In some cases, knowing the wall-clock time of the functions that can be turned into hardware functions might be necessary. You can accurately measure the execution time of functions by using special SDSoC API calls that measure activity based off of the free running clock of the Arm processor. The API functions include sds_clock_counter() and sds_clock_frequency(). These functions can be used to log the start and end times of a function. The function sds_clock_counter() returns the value of the free running clock register, while the function sds_clock_frequency() returns the speed in ticks/second of the Arm processor. See the SDSoC Environment API for more information on these functions.

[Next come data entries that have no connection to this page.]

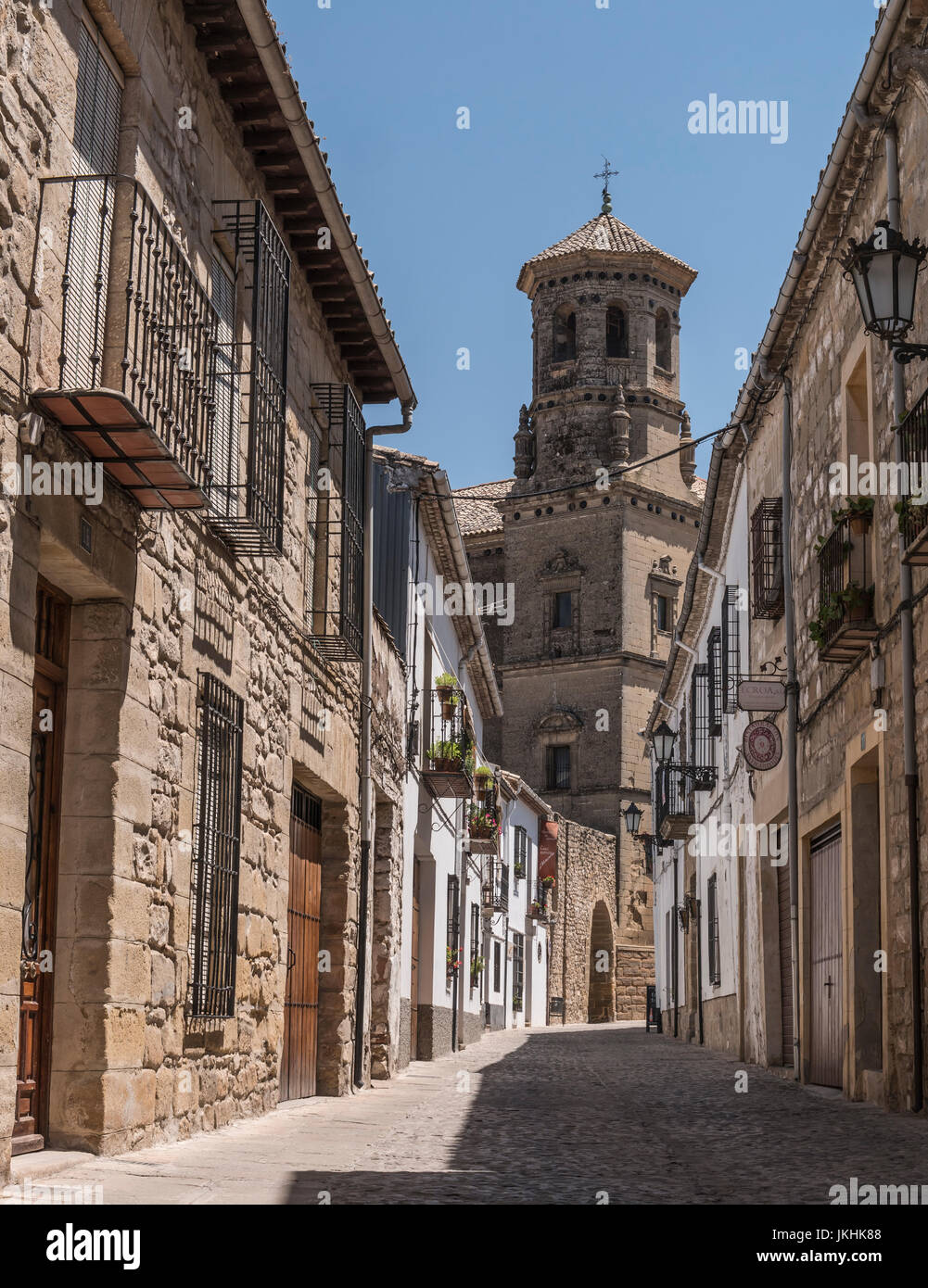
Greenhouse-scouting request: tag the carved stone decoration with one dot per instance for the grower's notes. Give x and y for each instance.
(560, 563)
(525, 448)
(621, 426)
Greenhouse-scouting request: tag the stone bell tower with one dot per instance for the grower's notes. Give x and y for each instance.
(597, 563)
(594, 561)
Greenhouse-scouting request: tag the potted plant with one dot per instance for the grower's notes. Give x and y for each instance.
(911, 518)
(446, 688)
(445, 756)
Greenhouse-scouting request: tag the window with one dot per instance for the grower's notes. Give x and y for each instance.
(390, 555)
(702, 747)
(565, 334)
(617, 334)
(251, 519)
(451, 921)
(562, 613)
(475, 945)
(712, 928)
(767, 558)
(521, 852)
(558, 769)
(518, 970)
(663, 347)
(716, 706)
(214, 915)
(227, 409)
(95, 145)
(731, 648)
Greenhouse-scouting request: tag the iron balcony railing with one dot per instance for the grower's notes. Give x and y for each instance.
(913, 519)
(138, 334)
(674, 805)
(845, 624)
(450, 753)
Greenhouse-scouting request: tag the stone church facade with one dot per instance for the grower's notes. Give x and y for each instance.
(594, 561)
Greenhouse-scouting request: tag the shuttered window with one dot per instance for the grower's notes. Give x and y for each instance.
(521, 852)
(227, 412)
(518, 970)
(390, 555)
(214, 921)
(95, 148)
(716, 703)
(731, 648)
(702, 751)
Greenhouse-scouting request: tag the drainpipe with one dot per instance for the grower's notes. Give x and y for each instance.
(908, 679)
(676, 951)
(792, 713)
(462, 857)
(699, 961)
(366, 795)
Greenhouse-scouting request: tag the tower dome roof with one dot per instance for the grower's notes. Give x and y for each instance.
(607, 234)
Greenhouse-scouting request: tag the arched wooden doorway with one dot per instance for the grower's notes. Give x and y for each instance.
(601, 966)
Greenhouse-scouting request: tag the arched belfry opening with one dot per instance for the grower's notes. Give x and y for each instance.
(601, 1006)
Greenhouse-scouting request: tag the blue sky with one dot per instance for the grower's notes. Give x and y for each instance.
(446, 217)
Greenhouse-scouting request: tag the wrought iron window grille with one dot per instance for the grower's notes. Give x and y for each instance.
(214, 920)
(249, 515)
(731, 648)
(337, 625)
(138, 336)
(767, 538)
(913, 519)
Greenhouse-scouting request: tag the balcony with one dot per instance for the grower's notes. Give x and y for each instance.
(676, 812)
(138, 340)
(845, 623)
(449, 760)
(495, 887)
(913, 519)
(541, 899)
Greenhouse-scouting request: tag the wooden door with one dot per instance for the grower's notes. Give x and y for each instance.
(826, 1051)
(36, 970)
(785, 965)
(304, 901)
(413, 970)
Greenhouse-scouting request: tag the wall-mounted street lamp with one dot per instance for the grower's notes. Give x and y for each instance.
(884, 271)
(663, 740)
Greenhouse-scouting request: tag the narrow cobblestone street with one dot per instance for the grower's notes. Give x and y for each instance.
(554, 1116)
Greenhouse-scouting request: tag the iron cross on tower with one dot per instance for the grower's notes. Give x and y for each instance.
(606, 174)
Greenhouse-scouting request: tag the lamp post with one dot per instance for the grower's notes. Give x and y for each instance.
(884, 271)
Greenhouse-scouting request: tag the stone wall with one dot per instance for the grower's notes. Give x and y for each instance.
(601, 931)
(158, 601)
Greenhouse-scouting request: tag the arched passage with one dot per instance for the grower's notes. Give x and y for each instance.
(601, 967)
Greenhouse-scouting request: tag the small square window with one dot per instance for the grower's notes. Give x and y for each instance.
(558, 769)
(564, 611)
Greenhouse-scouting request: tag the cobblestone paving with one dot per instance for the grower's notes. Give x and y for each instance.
(554, 1116)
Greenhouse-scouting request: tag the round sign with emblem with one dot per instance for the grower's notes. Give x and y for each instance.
(762, 745)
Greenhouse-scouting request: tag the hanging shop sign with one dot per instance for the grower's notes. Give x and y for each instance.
(762, 745)
(762, 696)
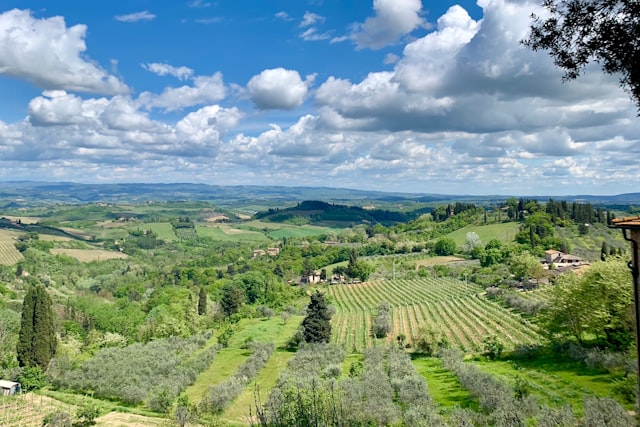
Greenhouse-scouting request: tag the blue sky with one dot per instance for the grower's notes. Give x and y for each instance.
(395, 95)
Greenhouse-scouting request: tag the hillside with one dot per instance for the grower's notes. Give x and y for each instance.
(171, 309)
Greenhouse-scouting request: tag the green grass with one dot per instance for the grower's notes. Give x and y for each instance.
(226, 233)
(224, 365)
(238, 412)
(162, 229)
(265, 330)
(277, 231)
(505, 232)
(229, 359)
(443, 384)
(555, 382)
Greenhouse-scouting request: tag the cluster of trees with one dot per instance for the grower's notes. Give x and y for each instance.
(383, 389)
(154, 373)
(221, 395)
(596, 305)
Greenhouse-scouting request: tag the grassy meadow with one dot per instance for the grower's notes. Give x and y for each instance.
(505, 232)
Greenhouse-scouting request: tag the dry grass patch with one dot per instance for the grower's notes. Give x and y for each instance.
(89, 255)
(119, 419)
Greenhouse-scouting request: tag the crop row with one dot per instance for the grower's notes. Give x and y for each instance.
(397, 292)
(464, 317)
(9, 255)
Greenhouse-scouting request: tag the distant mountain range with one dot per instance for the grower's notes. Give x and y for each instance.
(31, 193)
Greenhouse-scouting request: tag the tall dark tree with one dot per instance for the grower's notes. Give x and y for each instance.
(37, 340)
(316, 326)
(202, 302)
(604, 251)
(577, 32)
(232, 299)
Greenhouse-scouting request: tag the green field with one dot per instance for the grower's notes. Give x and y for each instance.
(9, 255)
(464, 315)
(164, 230)
(228, 233)
(229, 359)
(444, 386)
(505, 232)
(278, 231)
(555, 382)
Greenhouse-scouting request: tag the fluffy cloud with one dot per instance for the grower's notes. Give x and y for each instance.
(181, 73)
(310, 19)
(145, 15)
(278, 89)
(393, 19)
(51, 56)
(463, 103)
(205, 90)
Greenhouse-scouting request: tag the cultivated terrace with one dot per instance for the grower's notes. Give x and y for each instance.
(465, 313)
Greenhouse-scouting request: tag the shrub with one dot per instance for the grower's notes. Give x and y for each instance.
(87, 414)
(58, 419)
(493, 347)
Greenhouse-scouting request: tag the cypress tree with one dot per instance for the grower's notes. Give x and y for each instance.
(316, 326)
(202, 302)
(37, 340)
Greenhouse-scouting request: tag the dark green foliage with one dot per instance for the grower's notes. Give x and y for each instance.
(32, 378)
(202, 302)
(317, 324)
(155, 372)
(37, 340)
(429, 341)
(221, 395)
(604, 251)
(87, 414)
(382, 326)
(492, 347)
(58, 418)
(445, 246)
(356, 268)
(578, 32)
(603, 411)
(232, 299)
(596, 304)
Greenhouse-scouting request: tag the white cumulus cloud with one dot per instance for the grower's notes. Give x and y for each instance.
(392, 20)
(51, 55)
(181, 73)
(145, 15)
(278, 88)
(205, 90)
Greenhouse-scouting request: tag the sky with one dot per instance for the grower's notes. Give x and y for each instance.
(429, 96)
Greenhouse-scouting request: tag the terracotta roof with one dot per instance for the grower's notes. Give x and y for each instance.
(627, 222)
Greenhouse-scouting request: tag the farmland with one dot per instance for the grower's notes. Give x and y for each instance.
(464, 314)
(9, 255)
(89, 255)
(121, 291)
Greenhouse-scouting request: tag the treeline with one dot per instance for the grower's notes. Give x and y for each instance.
(560, 212)
(314, 210)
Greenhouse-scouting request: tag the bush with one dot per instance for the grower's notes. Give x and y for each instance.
(87, 414)
(58, 419)
(32, 378)
(603, 411)
(493, 347)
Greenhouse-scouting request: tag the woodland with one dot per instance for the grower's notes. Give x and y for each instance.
(369, 312)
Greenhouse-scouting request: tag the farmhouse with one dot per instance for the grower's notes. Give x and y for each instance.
(561, 260)
(313, 277)
(9, 387)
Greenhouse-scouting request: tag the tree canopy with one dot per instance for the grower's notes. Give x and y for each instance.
(316, 325)
(577, 32)
(37, 340)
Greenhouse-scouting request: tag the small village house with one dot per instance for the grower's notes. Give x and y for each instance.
(9, 387)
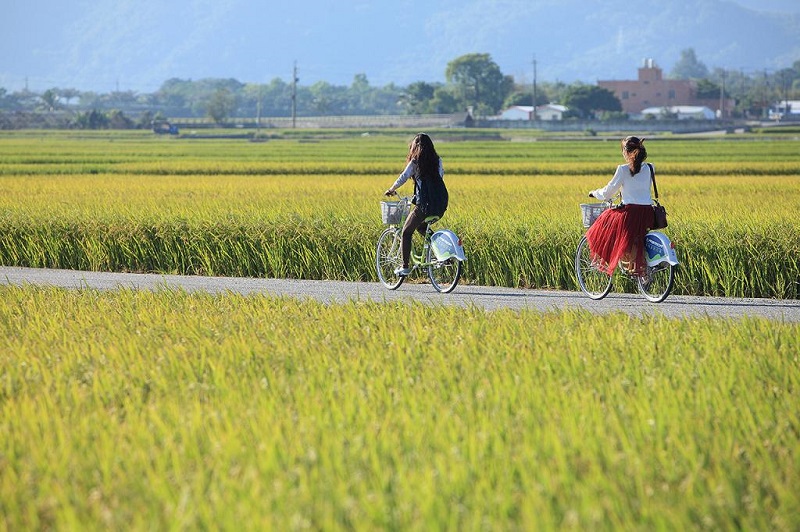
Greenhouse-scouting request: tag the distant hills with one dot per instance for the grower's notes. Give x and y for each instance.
(136, 45)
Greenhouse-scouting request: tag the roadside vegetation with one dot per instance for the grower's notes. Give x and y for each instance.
(167, 410)
(308, 207)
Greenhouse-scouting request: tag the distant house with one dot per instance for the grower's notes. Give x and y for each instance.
(548, 111)
(785, 110)
(679, 112)
(652, 90)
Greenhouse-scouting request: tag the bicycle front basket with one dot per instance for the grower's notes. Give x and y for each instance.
(393, 212)
(590, 212)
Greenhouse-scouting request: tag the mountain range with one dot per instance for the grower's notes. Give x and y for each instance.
(136, 45)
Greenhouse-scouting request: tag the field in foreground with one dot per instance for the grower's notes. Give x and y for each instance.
(309, 208)
(168, 410)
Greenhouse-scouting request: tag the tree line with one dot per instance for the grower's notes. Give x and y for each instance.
(473, 81)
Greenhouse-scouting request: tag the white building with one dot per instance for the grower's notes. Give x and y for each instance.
(548, 111)
(790, 109)
(679, 112)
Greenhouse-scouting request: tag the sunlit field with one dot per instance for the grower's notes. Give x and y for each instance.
(308, 207)
(167, 410)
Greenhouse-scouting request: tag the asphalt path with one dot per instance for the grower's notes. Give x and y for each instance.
(487, 297)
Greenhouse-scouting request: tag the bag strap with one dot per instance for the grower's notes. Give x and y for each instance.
(653, 179)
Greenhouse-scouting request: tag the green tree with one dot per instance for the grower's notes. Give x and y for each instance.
(688, 66)
(445, 102)
(220, 105)
(707, 89)
(50, 99)
(478, 82)
(586, 100)
(416, 98)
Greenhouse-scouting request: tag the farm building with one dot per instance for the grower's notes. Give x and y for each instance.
(650, 89)
(548, 111)
(785, 110)
(679, 112)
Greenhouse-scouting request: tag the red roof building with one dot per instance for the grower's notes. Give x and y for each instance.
(652, 90)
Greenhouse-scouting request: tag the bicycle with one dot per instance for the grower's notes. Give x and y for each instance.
(662, 262)
(442, 254)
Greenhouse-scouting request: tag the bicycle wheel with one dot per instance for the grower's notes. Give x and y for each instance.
(388, 258)
(444, 275)
(592, 281)
(657, 284)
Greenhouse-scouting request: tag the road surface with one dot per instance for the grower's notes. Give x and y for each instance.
(489, 298)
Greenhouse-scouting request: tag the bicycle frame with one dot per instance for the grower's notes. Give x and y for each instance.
(655, 285)
(441, 254)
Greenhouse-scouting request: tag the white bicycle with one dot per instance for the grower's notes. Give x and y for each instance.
(441, 256)
(662, 262)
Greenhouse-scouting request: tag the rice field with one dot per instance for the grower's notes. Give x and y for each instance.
(167, 410)
(309, 207)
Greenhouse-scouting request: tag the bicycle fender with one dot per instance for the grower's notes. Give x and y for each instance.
(447, 245)
(658, 248)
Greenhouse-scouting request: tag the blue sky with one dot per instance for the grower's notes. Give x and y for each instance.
(105, 45)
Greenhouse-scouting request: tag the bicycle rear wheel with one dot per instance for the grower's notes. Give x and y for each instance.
(444, 275)
(657, 284)
(388, 258)
(592, 281)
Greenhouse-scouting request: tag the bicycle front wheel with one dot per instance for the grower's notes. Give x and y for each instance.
(444, 275)
(657, 284)
(593, 282)
(388, 258)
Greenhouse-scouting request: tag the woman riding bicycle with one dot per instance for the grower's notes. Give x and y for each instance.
(617, 236)
(424, 165)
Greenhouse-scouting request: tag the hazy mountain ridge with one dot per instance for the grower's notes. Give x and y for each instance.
(137, 45)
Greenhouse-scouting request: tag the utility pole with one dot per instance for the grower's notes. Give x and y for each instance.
(295, 79)
(533, 113)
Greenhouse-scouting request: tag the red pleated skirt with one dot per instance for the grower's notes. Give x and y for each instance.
(617, 237)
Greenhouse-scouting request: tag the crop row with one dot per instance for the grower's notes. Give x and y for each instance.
(165, 410)
(517, 230)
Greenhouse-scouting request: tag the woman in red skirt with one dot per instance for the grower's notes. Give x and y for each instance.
(617, 236)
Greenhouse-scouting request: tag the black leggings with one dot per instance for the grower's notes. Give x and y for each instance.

Note: sds_clock_frequency() is a high performance counter and offers a fine-grained measurement of events.
A performance counter class is provided in the sds_util.h available with the SDSoC Examples on the Xilinx GitHub repository. The perf_counter includes methods for capturing the start and stop clock times, and the number of function calls, as shown below:
#include "sds_lib.h"

class perf_counter
{
public:
     uint64_t tot, cnt, calls;
     perf_counter() : tot(0), cnt(0), calls(0) {};
     inline void reset() { tot = cnt = calls = 0; }
     inline void start() { cnt = sds_clock_counter(); calls++; };
     inline void stop() { tot += (sds_clock_counter() - cnt); };
     inline uint64_t avg_cpu_cycles() { return ((tot+(calls>>1)) / calls); };
};

You can also use the avg_cpu_cycles() method to return the equivalent number of average cycles the task took in CPU cycle count.